Throughout the experiments, we strictly adhere to the data use agreement, reaffirming our commitment to responsible data handling and usage. The performance of GPT-4o and GPT o3-mini-high on all datasets is processed using the secure Azure OpenAI API, and the performance of DeepSeek-V3 and DeepSeek-R1 is obtained via the DeepSeek's official APIs, with human review of the data waived.

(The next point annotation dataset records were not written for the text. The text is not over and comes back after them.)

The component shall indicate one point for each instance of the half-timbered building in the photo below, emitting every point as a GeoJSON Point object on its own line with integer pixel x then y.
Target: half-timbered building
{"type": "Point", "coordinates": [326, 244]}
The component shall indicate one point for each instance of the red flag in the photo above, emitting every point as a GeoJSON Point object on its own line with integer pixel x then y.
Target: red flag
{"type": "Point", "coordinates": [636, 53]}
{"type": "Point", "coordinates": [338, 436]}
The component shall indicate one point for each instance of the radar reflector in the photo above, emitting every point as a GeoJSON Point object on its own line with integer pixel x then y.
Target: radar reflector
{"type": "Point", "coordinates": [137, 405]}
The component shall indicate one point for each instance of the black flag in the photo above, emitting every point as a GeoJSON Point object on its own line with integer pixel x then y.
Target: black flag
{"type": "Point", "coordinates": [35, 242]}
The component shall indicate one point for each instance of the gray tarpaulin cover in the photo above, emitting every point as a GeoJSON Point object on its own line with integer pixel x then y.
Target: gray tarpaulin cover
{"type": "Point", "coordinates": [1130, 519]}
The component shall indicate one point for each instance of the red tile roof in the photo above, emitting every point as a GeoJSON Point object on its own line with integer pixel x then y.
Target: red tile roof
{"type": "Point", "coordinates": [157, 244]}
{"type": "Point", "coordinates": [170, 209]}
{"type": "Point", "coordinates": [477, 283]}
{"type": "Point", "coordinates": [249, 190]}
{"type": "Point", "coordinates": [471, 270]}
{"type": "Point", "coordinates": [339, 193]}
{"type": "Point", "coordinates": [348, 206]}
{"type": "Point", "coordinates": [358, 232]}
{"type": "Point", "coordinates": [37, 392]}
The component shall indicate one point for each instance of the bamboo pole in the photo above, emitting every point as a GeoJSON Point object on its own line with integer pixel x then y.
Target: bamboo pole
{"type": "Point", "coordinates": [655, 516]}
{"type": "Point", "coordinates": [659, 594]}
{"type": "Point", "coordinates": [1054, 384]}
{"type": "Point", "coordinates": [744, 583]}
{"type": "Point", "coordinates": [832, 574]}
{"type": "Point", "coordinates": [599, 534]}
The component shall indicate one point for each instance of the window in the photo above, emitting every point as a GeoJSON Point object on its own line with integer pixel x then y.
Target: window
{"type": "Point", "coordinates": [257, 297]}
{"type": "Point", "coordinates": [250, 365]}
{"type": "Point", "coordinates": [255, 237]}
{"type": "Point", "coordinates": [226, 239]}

Additionally, all other models, including ML, DL, and other LLMs, are deployed locally.

Acknowledgements

This work was supported by the National Natural Science Foundation of China (U23A20468), and Xuzhou Scientific Technological Projects (KC23143).

Junyi Gao acknowledges the receipt of studentship awards from the Health Data Research UK-The Alan Turing Institute Wellcome PhD Programme in Health Data Science (grant 218529/Z/19/Z).

We extend our gratitude to Jingkun An, Yuning Tong, Enshen Zhou, Bowen Jiang, and Yifan He for their preliminary discussions and experiments. We thank Enshen Zhou for providing computing resources for part of our research. We also thank Ahmed Allam for his suggestions on experimental settings.

Code Repository

The code and resources for this study are available on GitHub:

https://github.com/yhzhu99/ehr-llm-benchmark

This repository contains the implementation of our comprehensive benchmark of various models, including GPT-based LLMs, BERT-based language models, and conventional clinical predictive models for non-generative medical tasks.